I have mentioned a number of times that this blog is not only concerned with genealogical matters, it also celebrates our ongoing family. Which is to say its focus is not only on those who have died, but also on those of us who still count ourselves among the living. With that sobering thought in mind, I am including today the following article. Originally found in the Washington Post, it seems appropriate for us and is offered for your edification, amusement or enlightenment, whichever fits you best. And besides, when was the last time you read about "this mortal coil"? 
Does The Grim Reaper Have Favorite Days?
Want to live longer? Maybe you should take extra care on your birthday and the days you get paid. On the website for Men’s Health magazine, Markham Heid assembles information from various studies that show days (or times of day) when you are more likely to shuffle off this mortal coil.
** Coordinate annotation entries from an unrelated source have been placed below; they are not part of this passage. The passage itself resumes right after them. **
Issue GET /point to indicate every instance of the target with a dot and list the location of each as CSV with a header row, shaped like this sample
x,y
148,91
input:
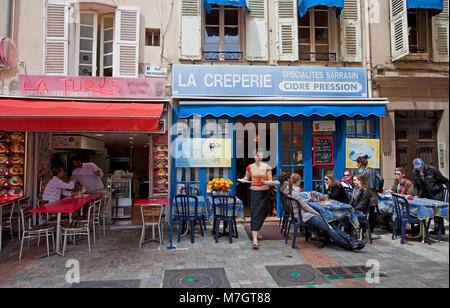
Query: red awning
x,y
48,115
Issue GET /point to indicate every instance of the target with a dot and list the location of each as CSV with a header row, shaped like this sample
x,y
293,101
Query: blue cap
x,y
418,163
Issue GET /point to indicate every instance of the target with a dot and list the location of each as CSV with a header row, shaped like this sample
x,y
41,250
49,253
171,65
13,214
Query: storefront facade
x,y
307,120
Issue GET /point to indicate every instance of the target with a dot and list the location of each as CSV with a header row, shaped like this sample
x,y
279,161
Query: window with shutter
x,y
190,30
257,35
351,47
287,30
315,40
56,38
126,47
399,29
440,35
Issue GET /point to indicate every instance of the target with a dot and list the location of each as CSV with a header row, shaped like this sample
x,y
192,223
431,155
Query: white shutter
x,y
399,29
287,12
190,30
56,38
126,42
440,35
351,47
257,35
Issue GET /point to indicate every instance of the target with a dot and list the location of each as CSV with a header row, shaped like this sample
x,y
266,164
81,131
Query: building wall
x,y
409,85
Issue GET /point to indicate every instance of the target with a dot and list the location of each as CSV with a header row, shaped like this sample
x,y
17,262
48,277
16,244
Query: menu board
x,y
323,154
160,164
12,162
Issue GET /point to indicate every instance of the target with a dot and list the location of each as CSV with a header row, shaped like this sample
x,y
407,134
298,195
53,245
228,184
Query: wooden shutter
x,y
126,42
399,29
56,38
287,12
257,35
190,30
351,47
440,35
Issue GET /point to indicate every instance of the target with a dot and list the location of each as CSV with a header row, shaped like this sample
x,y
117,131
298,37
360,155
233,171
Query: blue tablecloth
x,y
420,208
333,210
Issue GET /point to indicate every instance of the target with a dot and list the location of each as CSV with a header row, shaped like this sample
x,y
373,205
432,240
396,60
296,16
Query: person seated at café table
x,y
87,174
360,200
334,189
348,178
402,185
313,219
57,187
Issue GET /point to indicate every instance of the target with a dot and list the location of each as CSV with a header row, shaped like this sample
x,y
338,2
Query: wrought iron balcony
x,y
223,56
317,56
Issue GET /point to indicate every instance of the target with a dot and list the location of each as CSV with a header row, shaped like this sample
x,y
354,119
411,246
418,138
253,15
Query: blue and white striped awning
x,y
304,5
208,4
247,111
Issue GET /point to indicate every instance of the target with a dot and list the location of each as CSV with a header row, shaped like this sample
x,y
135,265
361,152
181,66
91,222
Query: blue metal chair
x,y
182,205
190,191
221,209
403,213
284,219
298,223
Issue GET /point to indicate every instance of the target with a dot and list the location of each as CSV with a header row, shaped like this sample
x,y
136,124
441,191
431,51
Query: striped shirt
x,y
55,188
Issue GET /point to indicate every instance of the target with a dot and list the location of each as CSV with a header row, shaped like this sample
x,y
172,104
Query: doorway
x,y
415,136
251,130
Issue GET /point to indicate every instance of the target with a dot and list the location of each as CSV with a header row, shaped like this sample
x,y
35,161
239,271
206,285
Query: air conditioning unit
x,y
8,53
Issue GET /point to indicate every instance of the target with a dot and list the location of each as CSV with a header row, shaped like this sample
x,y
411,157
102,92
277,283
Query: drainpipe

Your chances are 25 percent higher of dying on your birthday than the average day of the year, says economist Pablo Pe, author of one of those studies, who says “risky behaviors” involving alcohol, driving and stress are probably the cause. For similar reasons, chances of dying also jump — though to a lesser degree — on the two big holidays, Christmas and New Year’s, according to a different study.
“More mystifying: Rates of death for all sorts of common diseases — from cancer to cardiovascular disease — also swell on the first day of the year,” Heid writes.
Several studies, including one from the University of Maryland, find that you are more likely to die soon after you get your paycheck. Again, increases in drinking and driving appear to be the cause.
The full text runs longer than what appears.